The Arrow 200 receiver connects to the Panasonic ToughPad via wireless Bluetooth link. The ToughPad has a Verizon SIM card for internet connectivity, used for two purposes:
Connecting to the Missouri Department of Transportation RTK network to receive RTK corrections for centimeter accuracy;
Connecting to the WaterOne ArcGIS server in real time from the field.
Whenever the field tech collects data, the data syncs up with ArcGIS server. This eliminates the task of having to physically download the data at the end of the day.
The new workflow also provides near real-time updates to WaterOne’s geospatial information system. This means that if five techs are in the field collecting data, they can each see the map updated in near real time.
The ToughPad tablets have a large, sunlight-readable 10-inch display. The large displays combined with the new data-collection software allows the field techs to view the entire GIS water system on the tablets. The field tech can now “see” all of the water system assets — pipes, valves, fittings, hydrants — around them. This significantly improves productivity over the legacy GNSS handhelds.
Street maps and aerial photos were loaded on the ToughPad to give the field techs a choice of background data to view.
The result? Compared to the 1,767 GPS points collected in 2016, the WaterOne team has collected 5,770 just in the first four months of 2017.
TerraGo and Eos Positioning Systems have entered a collaboration to combine the TerraGo Edge mobile GPS data-collection platform with the Eos Arrow line of sub-meter and centimeter accuracy receivers. The combination delivers a modern, cloud-based, real-time data collection capability, according to a TerraGo press release.
While the working environments and the projects are very different, customers in for water utilities, energy, survey and engineering are using TerraGo Edge and Eos Arrow receivers to replace traditional GPS handhelds for cost-savings and improved productivity.
Enmapp, a pipeline inspection company based in Canada, was able to cut hardware costs by 85 percent while capturing sub-meter data in real-time, eliminating all the costs of post-processing handheld data.
Summit Engineering, a Colorado-based engineering and land surveying firm, was able to reduce hardware costs by over 50 percent and improve productivity by more than 30 percent while surveying power lines in Minnesota for one of the country’s largest energy companies. Similar performance improvements and cost reductions are reported by joint customers in water utilities, forestry, engineering, agriculture and environmental operations, TerraGo said.
“When we talk about Eos Arrow, we’re not simply pairing their receivers via Bluetooth, there are millions of apps that do that without any meaningful integration,” said Dave Basil, VP of products and services at TerraGo. “We interoperate with their receivers at the software level to ensure our customers get the full real-time GPS data set so they can monitor, alert and capture data that meets the highest accuracy and quality standards. For customers, it’s as simple as Bluetooth pairing, but we’ve done the work to turn their phone or tablet into a survey-grade receiver.”

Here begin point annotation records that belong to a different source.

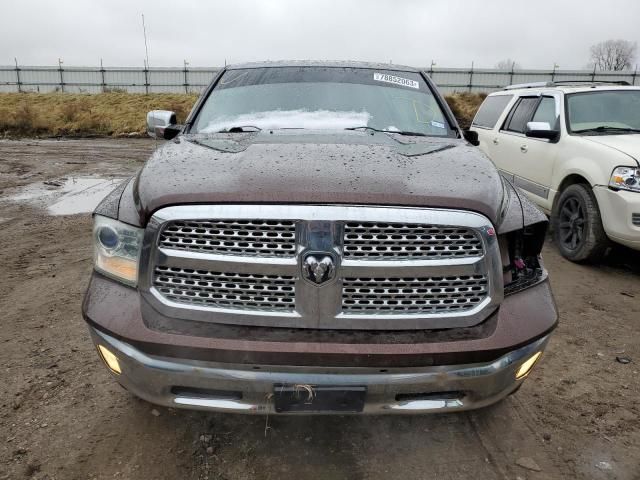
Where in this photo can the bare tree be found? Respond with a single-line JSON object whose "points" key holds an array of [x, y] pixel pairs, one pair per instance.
{"points": [[507, 64], [614, 55]]}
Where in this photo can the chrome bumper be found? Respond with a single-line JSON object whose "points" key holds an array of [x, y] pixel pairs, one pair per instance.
{"points": [[160, 380]]}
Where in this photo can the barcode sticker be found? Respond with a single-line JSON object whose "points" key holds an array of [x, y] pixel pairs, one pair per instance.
{"points": [[405, 82]]}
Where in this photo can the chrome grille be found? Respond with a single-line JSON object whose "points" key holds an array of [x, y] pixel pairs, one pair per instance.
{"points": [[395, 268], [413, 295], [389, 241], [226, 290], [267, 238]]}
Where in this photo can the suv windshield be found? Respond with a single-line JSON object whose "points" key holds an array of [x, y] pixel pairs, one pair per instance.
{"points": [[609, 112], [322, 98]]}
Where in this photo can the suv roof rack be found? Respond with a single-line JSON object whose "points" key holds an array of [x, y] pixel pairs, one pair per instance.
{"points": [[559, 83]]}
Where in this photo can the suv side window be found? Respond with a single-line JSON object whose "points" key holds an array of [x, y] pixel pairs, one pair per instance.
{"points": [[546, 112], [490, 111], [520, 115]]}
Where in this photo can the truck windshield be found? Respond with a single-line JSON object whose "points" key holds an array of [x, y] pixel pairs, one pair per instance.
{"points": [[608, 112], [322, 98]]}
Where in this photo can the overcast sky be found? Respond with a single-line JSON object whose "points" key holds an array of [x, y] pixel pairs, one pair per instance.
{"points": [[453, 33]]}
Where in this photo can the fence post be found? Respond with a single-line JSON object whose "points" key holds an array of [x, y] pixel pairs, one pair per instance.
{"points": [[146, 78], [186, 82], [61, 77], [104, 84], [18, 76]]}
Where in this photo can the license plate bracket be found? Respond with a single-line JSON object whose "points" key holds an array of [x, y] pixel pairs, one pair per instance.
{"points": [[312, 398]]}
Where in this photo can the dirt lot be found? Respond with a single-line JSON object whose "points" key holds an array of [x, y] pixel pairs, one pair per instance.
{"points": [[63, 416]]}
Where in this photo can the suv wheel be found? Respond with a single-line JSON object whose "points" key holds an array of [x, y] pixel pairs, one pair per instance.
{"points": [[577, 226]]}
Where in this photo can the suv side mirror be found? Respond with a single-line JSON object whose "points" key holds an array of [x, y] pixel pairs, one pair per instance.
{"points": [[162, 124], [541, 130], [471, 137]]}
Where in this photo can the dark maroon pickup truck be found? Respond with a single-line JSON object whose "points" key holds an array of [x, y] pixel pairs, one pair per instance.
{"points": [[318, 238]]}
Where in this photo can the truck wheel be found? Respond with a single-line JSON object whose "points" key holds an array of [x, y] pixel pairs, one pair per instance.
{"points": [[577, 226]]}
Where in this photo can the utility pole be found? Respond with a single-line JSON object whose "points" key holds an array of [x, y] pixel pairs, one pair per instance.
{"points": [[60, 62], [18, 76], [104, 84], [146, 57], [186, 82]]}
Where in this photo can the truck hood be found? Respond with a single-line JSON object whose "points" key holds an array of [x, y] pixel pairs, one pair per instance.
{"points": [[354, 167], [628, 143]]}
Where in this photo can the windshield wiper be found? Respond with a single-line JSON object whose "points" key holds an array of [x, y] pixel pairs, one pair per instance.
{"points": [[399, 132], [239, 129], [607, 128]]}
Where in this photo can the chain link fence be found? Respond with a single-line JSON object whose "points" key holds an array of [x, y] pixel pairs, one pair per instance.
{"points": [[192, 80]]}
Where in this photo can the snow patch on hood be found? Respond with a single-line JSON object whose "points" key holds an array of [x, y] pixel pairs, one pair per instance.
{"points": [[319, 120]]}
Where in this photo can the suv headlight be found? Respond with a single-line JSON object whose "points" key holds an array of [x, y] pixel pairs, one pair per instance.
{"points": [[626, 178], [117, 249]]}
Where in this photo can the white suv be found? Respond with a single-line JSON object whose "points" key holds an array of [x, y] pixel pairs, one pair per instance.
{"points": [[574, 149]]}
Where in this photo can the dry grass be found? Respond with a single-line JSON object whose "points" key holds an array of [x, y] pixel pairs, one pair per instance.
{"points": [[66, 114], [465, 105], [119, 114]]}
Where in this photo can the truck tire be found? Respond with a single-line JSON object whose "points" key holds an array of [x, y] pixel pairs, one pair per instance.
{"points": [[577, 225]]}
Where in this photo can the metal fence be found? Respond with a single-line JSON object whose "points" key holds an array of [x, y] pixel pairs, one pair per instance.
{"points": [[193, 80]]}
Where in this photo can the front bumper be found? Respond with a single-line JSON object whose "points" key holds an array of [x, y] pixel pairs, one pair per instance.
{"points": [[617, 209], [249, 388]]}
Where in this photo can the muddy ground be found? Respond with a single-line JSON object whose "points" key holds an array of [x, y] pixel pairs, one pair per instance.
{"points": [[63, 416]]}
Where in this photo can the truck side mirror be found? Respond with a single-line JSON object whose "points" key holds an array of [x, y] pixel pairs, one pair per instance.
{"points": [[471, 137], [541, 130], [162, 124]]}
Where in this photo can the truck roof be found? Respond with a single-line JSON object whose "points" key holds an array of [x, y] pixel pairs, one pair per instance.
{"points": [[324, 63]]}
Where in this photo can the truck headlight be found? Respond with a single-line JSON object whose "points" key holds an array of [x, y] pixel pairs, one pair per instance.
{"points": [[117, 249], [626, 178]]}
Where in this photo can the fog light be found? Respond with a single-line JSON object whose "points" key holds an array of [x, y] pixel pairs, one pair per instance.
{"points": [[526, 367], [110, 360]]}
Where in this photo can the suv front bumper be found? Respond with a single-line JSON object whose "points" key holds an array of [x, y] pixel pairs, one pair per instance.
{"points": [[617, 209], [249, 388]]}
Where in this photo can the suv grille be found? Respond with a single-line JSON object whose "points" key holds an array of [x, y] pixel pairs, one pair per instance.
{"points": [[268, 238], [388, 241], [412, 295], [226, 290]]}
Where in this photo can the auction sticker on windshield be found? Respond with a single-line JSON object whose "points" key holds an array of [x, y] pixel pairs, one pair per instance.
{"points": [[405, 82]]}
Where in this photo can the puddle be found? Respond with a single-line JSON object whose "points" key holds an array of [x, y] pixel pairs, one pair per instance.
{"points": [[67, 196]]}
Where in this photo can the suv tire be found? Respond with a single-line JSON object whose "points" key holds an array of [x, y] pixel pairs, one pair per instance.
{"points": [[577, 226]]}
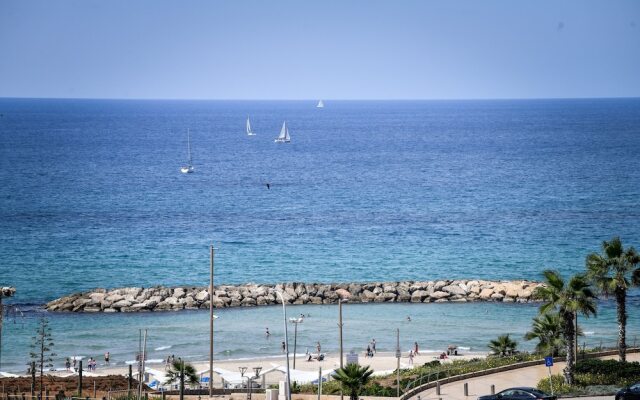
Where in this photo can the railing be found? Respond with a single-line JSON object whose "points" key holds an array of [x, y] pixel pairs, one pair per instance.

“TerraGo and Eos Positioning are strategic technology partners,” said Jean-Yves Lauture, chief technology officer of Eos Positioning Systems. “This means that our collaboration goes beyond simple marketing and includes sharing core technology for the benefit of our customers. For example, we have been able to share Eos software components, which TerraGo has built into the Edge app. This integration provides the full fidelity monitor and lossless capture of NMEA data from the Eos receivers, including the Arrow 200.”